Faced with growing pressure from Amazon and other retailers, Best Buy has been aggressively cutting costs and investing in its web presence and services to better compete in the online world. Additionally, Best Buy rolled out dedicated spaces for 4K TVs and other high-tech electronics instore, and began using its physical stores to help speed fulfillment, according to the Pioneer Press.
Despite these efforts, and even though reported earnings that topped estimates, revenue slipped 1 percent from a year ago as same-store sales unexpectedly declined in the fourth quarter as consumers bought fewer electronic devices like gaming consoles, wearable devices and mobile phones, according to Yahoo!Finance.
One factor that had a significant impact on Best Buy sales was the Samsung Electronics Co.’s massive recall of its Galaxy Note 7 smartphone. Added to other widespread shortages in categories that ranged from tables to wearables to computing devices, CEO Hubert Joly told investors that the chain was hit hard. “While we’ve experienced constraints on product availability before, the situation felt unprecedented give how widespread these issues were,” he explained.
Amazon and Apple competition also bit deeply into Best Buy’s segment of the electronics market, especially as Amazon employed deep discounts and heavy promotion of its own lineup of devices during the holiday season to attract shoppers.
Best Buy earned $607 million, or $1.91 per share.
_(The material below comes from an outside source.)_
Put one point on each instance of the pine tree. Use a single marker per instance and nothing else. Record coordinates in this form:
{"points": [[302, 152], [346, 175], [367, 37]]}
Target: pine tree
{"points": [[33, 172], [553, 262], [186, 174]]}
Earnings adjusted for one-time gains and costs came to $1.95 per share, topping Wall Street expectations. But revenue fell 1 percent to $13.48 billion in the period, missing Street forecasts. For the year, the company earned $1.23 billion, or $3.81 per share. Revenue came to $39.4 billion.
For the quarter ending in May, Best Buy expects per-share earnings of 35 cents to 40 cents. That’s far short of expectations for 49 cents per share.
According to Bloomberg, these figures are driving Best Buy to re-evaluate its current operations. In light of these numbers, and the trend of the population to turn to online shopping for more of their purchases, the chain has vowed to expand its online operations, offer a wider range of higher-margin services, and to expand internationally. The company explained that a shrinking U.S. consumer-electronics industry is driving the new approach, as demand for smartphones, tablets, and video games is plateauing.